Berkah Setumpuk Jenggot

Engkau pasti sulit menemukan seseorang semacam dia. Da'i paling nyentrik se-Indonesia. Ia pernah jadi khotib sidang Jum'at tanpa duduk di antara kedua sesi khotbahnya. Jika engkau suka mengelompokkan karakter seseorang lewat fisiognomi, kesulitan itu akan tambah membuatmu kebingungan: wajahnya bulat penuh dan "berwibawa", tubuhnya tegap seperti Mahapatih Gajah Mada. Tapi jika keluwesan emosinya melanda, ia bisa sentimentil melebihi gadis perawan saja.

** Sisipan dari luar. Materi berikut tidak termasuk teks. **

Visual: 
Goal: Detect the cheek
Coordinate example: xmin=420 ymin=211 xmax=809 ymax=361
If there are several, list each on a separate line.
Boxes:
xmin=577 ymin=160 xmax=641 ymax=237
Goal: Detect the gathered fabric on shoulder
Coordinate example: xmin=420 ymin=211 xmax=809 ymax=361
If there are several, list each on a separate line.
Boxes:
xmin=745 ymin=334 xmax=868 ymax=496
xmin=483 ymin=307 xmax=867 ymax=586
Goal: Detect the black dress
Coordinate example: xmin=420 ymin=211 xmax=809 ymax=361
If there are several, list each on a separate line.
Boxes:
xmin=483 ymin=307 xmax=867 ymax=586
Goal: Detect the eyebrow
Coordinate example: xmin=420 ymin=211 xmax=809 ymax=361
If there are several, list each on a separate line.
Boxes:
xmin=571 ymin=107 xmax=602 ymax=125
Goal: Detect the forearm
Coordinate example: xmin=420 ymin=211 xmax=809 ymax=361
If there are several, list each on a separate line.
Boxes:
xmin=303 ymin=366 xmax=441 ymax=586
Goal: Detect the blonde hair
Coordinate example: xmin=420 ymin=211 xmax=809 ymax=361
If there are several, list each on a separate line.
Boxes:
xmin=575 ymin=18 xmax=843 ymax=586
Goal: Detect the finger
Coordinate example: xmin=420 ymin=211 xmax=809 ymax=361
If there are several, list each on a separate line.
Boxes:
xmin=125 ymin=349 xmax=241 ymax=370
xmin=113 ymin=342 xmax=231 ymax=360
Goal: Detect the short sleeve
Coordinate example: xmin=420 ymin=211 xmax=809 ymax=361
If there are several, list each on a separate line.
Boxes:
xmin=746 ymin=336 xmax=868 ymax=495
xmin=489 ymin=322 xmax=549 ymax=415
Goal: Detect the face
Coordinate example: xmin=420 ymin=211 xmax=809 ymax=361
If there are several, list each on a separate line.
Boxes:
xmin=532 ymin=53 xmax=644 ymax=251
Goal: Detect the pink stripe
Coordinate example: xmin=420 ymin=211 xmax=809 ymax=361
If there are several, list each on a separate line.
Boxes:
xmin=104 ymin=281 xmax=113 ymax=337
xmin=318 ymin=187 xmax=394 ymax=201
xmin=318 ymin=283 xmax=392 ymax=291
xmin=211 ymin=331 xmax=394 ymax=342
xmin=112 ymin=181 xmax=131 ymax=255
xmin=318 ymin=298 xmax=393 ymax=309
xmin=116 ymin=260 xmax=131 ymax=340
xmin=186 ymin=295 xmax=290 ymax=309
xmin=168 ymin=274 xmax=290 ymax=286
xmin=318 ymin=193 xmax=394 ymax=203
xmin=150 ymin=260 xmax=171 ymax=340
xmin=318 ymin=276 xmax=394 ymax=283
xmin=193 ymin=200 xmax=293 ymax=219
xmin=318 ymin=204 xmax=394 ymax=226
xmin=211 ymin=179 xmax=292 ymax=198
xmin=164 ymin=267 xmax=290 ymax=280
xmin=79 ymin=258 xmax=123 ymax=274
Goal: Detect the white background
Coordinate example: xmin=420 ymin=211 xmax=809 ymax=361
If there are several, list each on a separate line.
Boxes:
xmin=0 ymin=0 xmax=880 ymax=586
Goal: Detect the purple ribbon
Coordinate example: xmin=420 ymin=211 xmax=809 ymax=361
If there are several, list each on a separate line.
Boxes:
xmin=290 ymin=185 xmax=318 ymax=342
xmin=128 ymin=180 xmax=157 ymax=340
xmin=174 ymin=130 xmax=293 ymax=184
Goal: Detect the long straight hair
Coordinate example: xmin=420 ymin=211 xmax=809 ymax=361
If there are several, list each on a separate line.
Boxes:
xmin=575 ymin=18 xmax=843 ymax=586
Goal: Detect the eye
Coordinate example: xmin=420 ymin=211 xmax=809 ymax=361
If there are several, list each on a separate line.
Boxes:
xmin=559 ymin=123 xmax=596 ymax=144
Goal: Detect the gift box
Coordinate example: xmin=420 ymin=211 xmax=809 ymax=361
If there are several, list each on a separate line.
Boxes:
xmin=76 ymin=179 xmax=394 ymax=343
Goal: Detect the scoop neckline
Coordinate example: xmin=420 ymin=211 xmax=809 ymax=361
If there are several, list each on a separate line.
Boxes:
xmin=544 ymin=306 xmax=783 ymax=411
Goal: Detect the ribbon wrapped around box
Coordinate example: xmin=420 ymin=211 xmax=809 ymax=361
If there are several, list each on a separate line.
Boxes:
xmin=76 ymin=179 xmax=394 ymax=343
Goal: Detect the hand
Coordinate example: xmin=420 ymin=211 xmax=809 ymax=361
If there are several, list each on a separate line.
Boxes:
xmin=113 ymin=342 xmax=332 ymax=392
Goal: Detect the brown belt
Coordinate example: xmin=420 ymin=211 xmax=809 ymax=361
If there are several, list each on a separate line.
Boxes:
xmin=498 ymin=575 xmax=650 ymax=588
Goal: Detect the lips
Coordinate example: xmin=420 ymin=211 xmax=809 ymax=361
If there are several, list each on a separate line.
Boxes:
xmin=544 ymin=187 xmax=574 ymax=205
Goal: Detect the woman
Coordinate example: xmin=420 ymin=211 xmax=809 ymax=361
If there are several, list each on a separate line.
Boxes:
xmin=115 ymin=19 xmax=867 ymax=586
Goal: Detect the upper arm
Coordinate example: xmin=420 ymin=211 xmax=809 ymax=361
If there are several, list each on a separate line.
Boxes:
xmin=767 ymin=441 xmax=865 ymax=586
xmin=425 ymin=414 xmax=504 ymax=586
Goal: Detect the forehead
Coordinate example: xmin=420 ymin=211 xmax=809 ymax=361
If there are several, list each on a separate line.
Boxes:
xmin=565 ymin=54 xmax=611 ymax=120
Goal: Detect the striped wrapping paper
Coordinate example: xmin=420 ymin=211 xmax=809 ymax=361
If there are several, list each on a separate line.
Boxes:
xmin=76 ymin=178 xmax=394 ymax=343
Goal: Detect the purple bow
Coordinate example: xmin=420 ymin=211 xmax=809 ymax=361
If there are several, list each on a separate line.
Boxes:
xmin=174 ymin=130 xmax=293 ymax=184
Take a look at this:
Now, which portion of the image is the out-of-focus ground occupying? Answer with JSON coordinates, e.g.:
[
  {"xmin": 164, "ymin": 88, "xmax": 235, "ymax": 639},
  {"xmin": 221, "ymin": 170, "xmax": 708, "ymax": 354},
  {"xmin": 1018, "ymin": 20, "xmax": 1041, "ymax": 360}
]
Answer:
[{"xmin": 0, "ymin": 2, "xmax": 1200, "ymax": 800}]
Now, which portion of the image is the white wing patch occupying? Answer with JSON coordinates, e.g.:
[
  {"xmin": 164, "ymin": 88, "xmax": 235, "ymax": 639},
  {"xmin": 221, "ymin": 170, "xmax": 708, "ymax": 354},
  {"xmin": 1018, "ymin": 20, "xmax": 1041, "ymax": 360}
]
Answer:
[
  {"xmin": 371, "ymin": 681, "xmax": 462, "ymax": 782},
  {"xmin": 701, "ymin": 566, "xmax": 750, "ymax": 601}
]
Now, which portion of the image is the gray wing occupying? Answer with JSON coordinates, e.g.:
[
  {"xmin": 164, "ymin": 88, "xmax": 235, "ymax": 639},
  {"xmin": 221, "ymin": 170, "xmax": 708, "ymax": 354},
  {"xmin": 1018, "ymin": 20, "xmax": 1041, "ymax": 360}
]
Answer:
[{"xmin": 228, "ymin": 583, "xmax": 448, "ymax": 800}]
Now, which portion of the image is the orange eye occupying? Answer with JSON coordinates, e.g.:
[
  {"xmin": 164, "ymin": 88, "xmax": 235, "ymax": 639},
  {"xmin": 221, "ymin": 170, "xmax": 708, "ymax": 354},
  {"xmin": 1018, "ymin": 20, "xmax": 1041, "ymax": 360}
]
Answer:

Hatinya benar-benar peka. Dan sekarang, berkah keluwesannya, ia benar-benar menjadi Mahapatih bagi komunitasnya. 

Dia sangat super serius dengan profesinya, tapi lebih sangat amat super-duper serius lagi tentang puisi-puisinya. Tiap malam ia menyelipkan sajak-sajak doa untuk istrinya. Kata dia, itu isyarat kekekalan cinta. Maka, setelah lama menduda, ia sangat selektif memilih perempuan untuk jadi pendamping sisa-sisa hidupnya.

Dari saking selektifnya, ia bahkan menyeleksi status-status dan tag-tag dari siapa saja yang boleh "nongkrong" di beranda fesbuknya. Menyortir kiriman-kiriman foto yang berjubelan dari penggemar-penggemarnya, entah penggemar beneran, pengggemar guyonan, mungkin juga penggemar suaranya, atau hanya penggemar jenggotnya yang penuh karisma.  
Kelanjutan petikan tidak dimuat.